A fortnight ago, my Irish friend told me that she dreamt about having difficulty breathing. The day after that, she received worrying news about her long-time colleague’s ill health.
Dreams can be happy, funny, scary or sad. Nightmares, which are frightening dreams that awake us from sleep sweating, moaning or crying, are rare (statistics put it at around 5% only).

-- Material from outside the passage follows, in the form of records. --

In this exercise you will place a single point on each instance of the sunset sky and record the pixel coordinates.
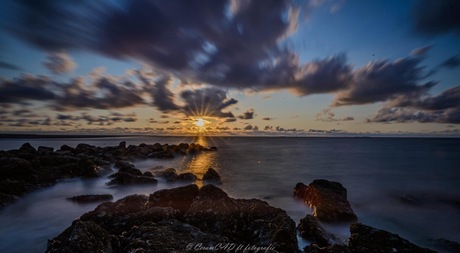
(230, 67)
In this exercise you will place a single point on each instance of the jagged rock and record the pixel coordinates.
(211, 175)
(91, 198)
(169, 174)
(366, 239)
(124, 178)
(246, 221)
(168, 236)
(178, 198)
(310, 229)
(335, 248)
(176, 220)
(328, 200)
(83, 237)
(186, 177)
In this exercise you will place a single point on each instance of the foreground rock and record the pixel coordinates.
(27, 169)
(366, 239)
(91, 198)
(310, 230)
(328, 200)
(177, 220)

The BBC correspondent Sean Coughlan has reported research findings by the University of Geneva in Switzerland and the University of Wisconsin in the US that bad dreams improved the effectiveness of the brain in reacting to frightening experiences when awake and that dreams could be used as a form of therapy for anxiety disorders. (https://www.bbc.com/news/education-50563835 seen 30/11/19). On the other hand, “once a dream became a very upsetting nightmare the benefits were lost and instead it was likely to mean disrupted sleep and a ‘negative impact’ that continued after waking”.

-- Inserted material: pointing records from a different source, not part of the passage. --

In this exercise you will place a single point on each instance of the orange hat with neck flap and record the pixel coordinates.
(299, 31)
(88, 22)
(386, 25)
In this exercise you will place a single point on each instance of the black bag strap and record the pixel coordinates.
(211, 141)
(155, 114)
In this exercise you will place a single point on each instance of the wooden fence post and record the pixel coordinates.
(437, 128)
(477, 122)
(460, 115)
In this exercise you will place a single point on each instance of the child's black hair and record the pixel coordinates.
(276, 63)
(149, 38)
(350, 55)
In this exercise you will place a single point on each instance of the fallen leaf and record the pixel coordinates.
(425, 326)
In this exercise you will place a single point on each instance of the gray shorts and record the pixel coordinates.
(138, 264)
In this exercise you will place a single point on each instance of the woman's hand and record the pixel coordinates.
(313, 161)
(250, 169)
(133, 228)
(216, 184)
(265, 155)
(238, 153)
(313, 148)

Some dream experts reckon that our health, food, experience, activities and biological processes during sleep influence what we dream.
My dream wasn’t lucid because I wasn’t aware of the fact that I was dreaming until I was awoken by a hug. Research studies have linked lucid dreaming to high levels of brain activity and increased busyness in the frontal lobe, which is involved with language, memory, and self-awareness.
Dr Michael J. Breus, a clinical psychologist and member of the American Board of Sleep Medicine, has stated that based on research, a significant percentage of people who appear in dreams are known to the dreamer (e.g. one study found more than 48% of dream characters were recognisable by name to dreamers). He further said that there is a body of study indicating that our waking life, which is beset by joy, success, grief, fear, loss, and emotional or physical pain, are replayed in dreams. (https://www.psychologytoday.com/intl/blog/sleep-newzzz/201501/why-we-dream-what-we-dream#targetText=Theories ).
My Aussie friend, like many people, are fascinated by interpreting dreams. She has given a seminar on dreams and is currently writing a book about it. I didn’t have time to contact her before writing this article, but I’m interested to know about her findings because examining the content of dreams is one way to answer the most basic yet fundamental question, i.e. why do we dream?
How often do you dream? What do you dream about? Do you have theories on why you dream? Do animals dream?